Rwanda polls: Kagame wins with 92% landslide
By Our Staff Writer – 9th-15th Aug 2010
Incumbent Rwandan President Maj. General Paul Kagame has won the tiny central African country’s second post-genocide elections with a massive landslide.
“His Excellency Paul Kagame has 1,610,422 votes – this is equivalent to 92.9%. Fellow Rwandans, this is the result in eleven districts. Clearly, there is likely to be not much difference even after we announce the result in the remaining districts”; said Chrysologue Karangwa from Rwanda’s Electoral Commission. Kagame’s win was really never in doubt. First of all, Kagame still enjoys both local and international goodwill for his role in ending the 1994 genocide that claimed the lives of over 800,000 ethnic Tutsi’s and moderate Hutus. Secondly, since he became president, Kagame has presided over rapid economic growth and stability in Rwanda.

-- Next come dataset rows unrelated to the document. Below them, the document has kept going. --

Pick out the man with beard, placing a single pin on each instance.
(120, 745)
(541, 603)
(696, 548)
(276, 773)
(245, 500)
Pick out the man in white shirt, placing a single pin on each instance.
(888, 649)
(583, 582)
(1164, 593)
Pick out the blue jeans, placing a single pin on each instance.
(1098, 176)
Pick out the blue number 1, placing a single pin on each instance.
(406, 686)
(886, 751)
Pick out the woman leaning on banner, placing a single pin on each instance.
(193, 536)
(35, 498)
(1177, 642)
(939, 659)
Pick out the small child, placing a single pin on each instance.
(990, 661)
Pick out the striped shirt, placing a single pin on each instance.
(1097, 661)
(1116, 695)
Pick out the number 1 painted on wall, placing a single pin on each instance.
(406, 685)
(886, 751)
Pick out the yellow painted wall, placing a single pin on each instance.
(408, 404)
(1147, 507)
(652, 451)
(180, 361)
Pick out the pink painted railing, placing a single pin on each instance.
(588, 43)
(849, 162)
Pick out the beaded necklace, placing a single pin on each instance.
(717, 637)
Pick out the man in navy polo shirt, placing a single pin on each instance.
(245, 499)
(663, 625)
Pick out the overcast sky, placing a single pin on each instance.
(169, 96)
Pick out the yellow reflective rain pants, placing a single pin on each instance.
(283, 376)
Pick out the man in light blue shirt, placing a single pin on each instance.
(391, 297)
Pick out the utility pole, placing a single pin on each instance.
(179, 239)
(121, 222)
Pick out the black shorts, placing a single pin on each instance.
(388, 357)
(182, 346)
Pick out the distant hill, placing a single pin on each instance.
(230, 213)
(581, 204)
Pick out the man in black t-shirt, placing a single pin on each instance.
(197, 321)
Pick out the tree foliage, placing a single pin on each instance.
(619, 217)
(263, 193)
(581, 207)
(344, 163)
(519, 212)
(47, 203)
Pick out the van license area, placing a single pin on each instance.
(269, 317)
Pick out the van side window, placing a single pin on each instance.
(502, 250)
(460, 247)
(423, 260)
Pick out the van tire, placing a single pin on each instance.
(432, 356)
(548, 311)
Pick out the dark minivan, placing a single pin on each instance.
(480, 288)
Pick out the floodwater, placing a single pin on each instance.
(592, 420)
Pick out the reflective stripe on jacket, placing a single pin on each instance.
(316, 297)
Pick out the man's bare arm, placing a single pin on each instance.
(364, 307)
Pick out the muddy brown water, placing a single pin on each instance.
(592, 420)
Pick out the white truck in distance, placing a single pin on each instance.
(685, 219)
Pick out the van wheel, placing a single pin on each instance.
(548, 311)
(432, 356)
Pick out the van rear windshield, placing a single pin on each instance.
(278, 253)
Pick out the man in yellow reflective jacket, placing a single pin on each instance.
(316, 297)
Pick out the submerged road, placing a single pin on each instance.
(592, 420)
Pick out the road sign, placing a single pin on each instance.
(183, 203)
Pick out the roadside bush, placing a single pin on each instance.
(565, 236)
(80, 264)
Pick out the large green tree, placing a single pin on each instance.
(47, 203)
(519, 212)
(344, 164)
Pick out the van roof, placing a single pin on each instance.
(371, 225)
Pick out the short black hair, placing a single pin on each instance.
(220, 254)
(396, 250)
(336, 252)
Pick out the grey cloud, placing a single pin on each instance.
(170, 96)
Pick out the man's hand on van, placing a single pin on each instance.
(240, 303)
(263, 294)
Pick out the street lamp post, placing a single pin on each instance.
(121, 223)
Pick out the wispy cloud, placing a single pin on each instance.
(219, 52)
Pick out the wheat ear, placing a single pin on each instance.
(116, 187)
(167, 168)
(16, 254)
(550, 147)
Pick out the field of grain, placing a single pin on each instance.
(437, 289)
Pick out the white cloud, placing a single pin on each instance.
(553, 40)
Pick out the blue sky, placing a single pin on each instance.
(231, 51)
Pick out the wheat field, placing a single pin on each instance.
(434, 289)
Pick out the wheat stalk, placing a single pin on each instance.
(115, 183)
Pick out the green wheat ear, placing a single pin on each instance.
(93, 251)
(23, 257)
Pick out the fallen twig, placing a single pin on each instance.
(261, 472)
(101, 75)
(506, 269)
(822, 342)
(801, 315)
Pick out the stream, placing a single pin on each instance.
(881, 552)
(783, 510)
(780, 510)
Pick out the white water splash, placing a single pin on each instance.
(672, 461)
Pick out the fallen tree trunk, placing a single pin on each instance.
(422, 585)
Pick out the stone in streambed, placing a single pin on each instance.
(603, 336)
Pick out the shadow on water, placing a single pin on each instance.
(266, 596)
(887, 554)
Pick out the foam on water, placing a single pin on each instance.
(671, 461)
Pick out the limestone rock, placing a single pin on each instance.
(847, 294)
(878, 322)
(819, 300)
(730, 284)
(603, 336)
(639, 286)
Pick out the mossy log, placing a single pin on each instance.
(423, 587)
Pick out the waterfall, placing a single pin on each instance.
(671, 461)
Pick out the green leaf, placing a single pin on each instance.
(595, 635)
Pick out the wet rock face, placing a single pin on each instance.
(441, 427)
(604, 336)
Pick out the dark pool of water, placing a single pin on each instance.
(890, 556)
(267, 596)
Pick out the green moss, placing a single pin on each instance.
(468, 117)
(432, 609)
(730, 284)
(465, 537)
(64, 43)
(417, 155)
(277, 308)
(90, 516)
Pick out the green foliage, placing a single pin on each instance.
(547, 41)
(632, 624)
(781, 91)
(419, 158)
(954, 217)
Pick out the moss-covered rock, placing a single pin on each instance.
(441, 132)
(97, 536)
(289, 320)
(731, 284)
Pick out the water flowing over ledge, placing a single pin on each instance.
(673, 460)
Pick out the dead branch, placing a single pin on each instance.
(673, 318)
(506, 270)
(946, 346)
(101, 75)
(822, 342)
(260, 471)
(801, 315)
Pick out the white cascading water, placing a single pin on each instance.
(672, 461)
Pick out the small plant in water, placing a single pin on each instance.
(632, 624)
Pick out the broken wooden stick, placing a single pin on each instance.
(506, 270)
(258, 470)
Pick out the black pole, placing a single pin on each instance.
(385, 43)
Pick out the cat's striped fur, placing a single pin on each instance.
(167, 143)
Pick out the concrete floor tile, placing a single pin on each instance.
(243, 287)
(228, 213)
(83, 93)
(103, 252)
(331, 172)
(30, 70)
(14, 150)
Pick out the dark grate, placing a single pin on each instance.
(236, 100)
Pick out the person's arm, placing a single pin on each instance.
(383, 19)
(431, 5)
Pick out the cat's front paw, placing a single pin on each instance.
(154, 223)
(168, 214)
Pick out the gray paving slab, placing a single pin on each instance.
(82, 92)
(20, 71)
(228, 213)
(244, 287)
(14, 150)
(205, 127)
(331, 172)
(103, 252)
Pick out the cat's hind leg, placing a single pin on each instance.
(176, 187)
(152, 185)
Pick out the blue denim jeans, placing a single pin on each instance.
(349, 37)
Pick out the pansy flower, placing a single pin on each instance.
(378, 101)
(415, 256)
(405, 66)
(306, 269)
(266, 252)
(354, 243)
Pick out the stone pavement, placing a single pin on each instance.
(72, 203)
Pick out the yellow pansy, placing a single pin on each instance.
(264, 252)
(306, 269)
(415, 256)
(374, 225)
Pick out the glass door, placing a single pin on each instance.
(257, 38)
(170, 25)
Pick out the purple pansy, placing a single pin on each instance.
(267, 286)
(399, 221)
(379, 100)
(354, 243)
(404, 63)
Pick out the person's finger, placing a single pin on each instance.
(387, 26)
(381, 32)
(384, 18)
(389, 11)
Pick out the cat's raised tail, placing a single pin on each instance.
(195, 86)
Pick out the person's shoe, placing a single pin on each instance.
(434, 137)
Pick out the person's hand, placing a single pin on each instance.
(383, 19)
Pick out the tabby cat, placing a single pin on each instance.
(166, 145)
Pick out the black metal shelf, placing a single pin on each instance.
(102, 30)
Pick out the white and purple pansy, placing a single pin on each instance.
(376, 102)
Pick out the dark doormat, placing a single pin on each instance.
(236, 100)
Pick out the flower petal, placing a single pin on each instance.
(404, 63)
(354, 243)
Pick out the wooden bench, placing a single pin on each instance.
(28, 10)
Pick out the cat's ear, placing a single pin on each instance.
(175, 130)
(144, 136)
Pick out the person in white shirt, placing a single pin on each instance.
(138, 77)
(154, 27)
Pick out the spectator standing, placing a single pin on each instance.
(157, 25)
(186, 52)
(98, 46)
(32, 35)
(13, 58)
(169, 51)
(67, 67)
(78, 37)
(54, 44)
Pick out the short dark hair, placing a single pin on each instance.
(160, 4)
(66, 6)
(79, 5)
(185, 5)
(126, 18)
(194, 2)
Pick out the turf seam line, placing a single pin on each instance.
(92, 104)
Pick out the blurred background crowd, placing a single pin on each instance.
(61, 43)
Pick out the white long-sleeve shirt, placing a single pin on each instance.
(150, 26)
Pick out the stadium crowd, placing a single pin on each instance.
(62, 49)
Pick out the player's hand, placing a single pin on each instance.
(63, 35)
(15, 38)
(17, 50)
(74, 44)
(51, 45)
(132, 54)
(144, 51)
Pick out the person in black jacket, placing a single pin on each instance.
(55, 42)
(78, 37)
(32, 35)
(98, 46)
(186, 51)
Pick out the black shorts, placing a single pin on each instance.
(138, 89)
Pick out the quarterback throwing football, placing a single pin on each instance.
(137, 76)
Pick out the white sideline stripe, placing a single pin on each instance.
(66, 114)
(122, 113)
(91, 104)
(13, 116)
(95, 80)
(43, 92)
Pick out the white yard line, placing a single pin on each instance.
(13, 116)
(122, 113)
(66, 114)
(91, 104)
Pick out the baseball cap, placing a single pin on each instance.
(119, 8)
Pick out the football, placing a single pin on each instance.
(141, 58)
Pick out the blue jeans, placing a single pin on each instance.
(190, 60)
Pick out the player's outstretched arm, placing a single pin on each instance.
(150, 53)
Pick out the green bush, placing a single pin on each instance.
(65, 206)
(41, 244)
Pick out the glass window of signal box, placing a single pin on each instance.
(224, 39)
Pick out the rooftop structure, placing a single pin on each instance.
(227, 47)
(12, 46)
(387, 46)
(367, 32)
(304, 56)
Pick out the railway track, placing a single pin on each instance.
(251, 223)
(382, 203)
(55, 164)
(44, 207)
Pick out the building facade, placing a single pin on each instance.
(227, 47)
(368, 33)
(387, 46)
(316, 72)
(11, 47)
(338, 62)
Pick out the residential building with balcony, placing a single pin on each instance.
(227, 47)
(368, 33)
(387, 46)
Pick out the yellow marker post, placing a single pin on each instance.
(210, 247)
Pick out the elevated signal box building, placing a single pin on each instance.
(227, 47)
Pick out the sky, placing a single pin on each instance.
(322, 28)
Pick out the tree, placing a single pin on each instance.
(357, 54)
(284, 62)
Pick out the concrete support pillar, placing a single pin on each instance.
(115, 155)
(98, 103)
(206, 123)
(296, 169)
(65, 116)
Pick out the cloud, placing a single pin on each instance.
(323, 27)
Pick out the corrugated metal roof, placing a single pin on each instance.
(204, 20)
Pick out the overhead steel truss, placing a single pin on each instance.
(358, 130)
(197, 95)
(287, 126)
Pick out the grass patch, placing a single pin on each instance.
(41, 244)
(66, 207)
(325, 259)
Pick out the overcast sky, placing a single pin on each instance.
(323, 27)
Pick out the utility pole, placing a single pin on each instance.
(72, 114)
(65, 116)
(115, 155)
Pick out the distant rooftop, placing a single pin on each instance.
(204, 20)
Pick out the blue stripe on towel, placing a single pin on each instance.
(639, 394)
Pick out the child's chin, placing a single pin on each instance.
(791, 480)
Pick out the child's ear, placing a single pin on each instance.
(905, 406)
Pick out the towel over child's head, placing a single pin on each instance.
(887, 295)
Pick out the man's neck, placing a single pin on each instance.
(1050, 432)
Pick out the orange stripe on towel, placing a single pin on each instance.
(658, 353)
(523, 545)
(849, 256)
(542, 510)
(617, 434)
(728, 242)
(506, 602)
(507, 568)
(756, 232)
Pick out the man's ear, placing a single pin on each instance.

He has also adopted a very hard stance against corruption as well as against political dissent. All these factors have gravitated to ensure that Kagame’s position wouldn’t come under any real threat; politically speaking at least! The only real question has been around the margin of his expected landslide.
In the last general elections, Kagame’s landslide was an almost embarrassing 95%. This time round, it has fallen by a mere 3%. As small as that 3% drop may look, it is still great testament to the work that Kagame’s political opponents have done under very difficult circumstances. For example, a key opposition figure in Rwanda was recently murdered under very suspicious circumstance.
Rwanda has in the last few months also attracted a lot of negative publicity of its human rights record as well as over the attempted murder of renegade Rwandan Gen. Kayumba Nyamwasa in Johannesburg-South Africa.